Diana Damrau: Das unterscheidet sich natürlich. Gerade wenn man «Anna Bolena» als Beispiel anschaut, die Donizetti als frühestes seiner drei Tudor-Königinnen-Dramen komponiert hat. Da orientiert er sich noch sehr an der Tradition, da ist noch sehr viel Rossini drin, auch im Aufbau der Arien. Bei «Maria Stuarda» geht er – vor allem in ihrer Schlussszene – schon eher eigene Wege, wie er etwa mit Dur und Moll spielt. Aufgebaut ist die Szene nach wie vor als grosse, zweiteilige Arie, aber dazwischen ist noch das Gebet. Auch in der Orchesterbehandlung versucht Donizetti da und dort etwas Neues. Einige Jahre später, in seinem «Roberto Devereux», erkennt man das noch stärker. Das ist zwar noch immer purer Belcanto, im Orchester jedoch geschieht viel mehr, und manches erscheint etwas aufgebrochen. In Elisabettas Arie am Schluss wird unüberhörbar, wie sie innerlich zerfetzt ist. Etwa an ihren kurzen Phrasen, die sie fast atemlos stammelt. Wie mit aller Kraft etwas aus ihr herausbrechen will, was sie noch in sich zu halten versucht. Es kommt eigentlich zu einer richtigen Inklusion. Auch die Koloraturteile sind kürzer als jene, die er in den schnellen Arienteilen für Anna Bolena geschrieben hat. Hier noch zusätzliche Verzierungen einzubauen, fällt deswegen schwerer. Ich glaube, Donizetti gibt hier schon eine strengere Linie vor. Und ich denke, wenn man das als Sängerin so rezipiert, kommt kein Verlangen danach auf, noch etwas draufzusetzen. Auf jeden Fall nicht in dem freien Masse wie noch bei Rossini, wo man den zweiten Teil einer Arie manchmal kaum mehr erkannte, weil die Sänger – aus Mordsspass an der Stimme – alles umdrehten und fast schon neu komponierten. Damit wurden ja auch Erwartungen des Publikums erfüllt.

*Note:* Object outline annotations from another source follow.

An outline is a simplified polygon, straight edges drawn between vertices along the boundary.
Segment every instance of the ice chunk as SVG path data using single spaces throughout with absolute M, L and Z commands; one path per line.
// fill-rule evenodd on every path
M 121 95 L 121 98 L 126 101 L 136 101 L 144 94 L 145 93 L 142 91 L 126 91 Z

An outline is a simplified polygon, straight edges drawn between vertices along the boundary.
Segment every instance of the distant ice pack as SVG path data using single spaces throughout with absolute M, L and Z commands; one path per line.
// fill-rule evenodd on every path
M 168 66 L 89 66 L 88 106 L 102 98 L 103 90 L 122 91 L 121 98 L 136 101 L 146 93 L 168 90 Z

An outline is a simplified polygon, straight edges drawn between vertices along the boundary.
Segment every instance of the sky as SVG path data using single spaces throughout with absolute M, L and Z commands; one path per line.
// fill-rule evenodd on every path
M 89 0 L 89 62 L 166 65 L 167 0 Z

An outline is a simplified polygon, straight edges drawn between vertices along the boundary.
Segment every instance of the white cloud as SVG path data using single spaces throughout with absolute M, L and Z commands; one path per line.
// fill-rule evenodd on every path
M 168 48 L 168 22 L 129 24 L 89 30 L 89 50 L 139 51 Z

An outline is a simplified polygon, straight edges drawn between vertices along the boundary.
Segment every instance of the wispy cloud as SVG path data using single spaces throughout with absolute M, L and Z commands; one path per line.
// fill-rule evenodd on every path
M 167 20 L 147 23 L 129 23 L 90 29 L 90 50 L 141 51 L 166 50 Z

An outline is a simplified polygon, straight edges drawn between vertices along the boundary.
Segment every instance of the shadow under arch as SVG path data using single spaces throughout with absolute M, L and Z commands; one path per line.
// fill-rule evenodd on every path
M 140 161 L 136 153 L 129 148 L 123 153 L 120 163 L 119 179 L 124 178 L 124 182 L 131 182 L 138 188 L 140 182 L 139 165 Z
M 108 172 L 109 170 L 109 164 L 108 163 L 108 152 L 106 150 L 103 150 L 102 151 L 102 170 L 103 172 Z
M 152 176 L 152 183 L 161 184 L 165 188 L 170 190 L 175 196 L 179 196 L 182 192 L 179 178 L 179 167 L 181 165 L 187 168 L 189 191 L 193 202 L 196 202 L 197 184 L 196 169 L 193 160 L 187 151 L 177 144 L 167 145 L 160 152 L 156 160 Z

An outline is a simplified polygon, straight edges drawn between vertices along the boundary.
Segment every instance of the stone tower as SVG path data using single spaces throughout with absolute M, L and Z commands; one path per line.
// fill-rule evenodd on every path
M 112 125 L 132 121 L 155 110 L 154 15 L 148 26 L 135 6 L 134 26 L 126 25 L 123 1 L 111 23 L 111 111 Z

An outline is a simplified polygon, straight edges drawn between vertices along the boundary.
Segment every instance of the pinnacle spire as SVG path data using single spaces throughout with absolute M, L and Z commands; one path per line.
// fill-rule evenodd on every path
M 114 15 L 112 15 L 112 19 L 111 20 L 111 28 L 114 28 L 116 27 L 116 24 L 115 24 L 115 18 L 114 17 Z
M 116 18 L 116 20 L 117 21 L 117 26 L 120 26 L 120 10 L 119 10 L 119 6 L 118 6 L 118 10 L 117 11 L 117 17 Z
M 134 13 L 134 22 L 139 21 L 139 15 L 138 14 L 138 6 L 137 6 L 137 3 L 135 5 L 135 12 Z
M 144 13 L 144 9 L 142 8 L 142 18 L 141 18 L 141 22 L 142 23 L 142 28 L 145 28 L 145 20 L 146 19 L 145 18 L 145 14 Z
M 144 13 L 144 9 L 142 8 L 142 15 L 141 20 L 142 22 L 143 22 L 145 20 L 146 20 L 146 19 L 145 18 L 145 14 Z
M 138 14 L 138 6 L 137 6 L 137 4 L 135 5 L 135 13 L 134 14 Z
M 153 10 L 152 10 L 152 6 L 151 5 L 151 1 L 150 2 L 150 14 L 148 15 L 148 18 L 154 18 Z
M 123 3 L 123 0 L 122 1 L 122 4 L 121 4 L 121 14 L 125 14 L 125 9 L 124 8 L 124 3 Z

M&T: Sie haben ja – es ist noch nicht allzu lange her – die Amalia in Verdis «I masnadieri» gesungen. Wie nahe sind sich der reife Donizetti und der frühe Verdi? Oder sind es schlicht zwei ganz andere Welten?

Diana Damrau: Das ist nicht ganz einfach zu definieren. Natürlich bewegt sich der frühe Verdi noch nahe am Belcanto, aber man hört bereits deutlich eine neue Sprache, nicht zuletzt in der Orchestrierung. So hat Amalia – mit einem dickeren Orchester drunter – mehr grosse lyrische Bögen zu singen. Ihre langsame Arie «Tu del mio Carlo al seno» ist mit nichts zu vergleichen, was Donizetti geschrieben hat. Genauso die Koloraturen in der folgenden Cabaletta «Carlo vive?» – das ist schon ein echter Verdi: ein Kaliber mehr an Lyrik und an Stimmeinsatz. Da muss man an einigen Stellen mit dem dickeren Pinsel ran!

M&T: Der Dirigent Fabio Luisi hat in einem Gespräch mit M&T eine klare Abstufung zwischen Bellini und Donizetti gemacht. Bellini ist für ihn das Genie, Donizetti ein hervorragender Handwerker, der hie und da einen Glückstreffer landete. Wie sehen Sie das aus der Sicht der Primadonna?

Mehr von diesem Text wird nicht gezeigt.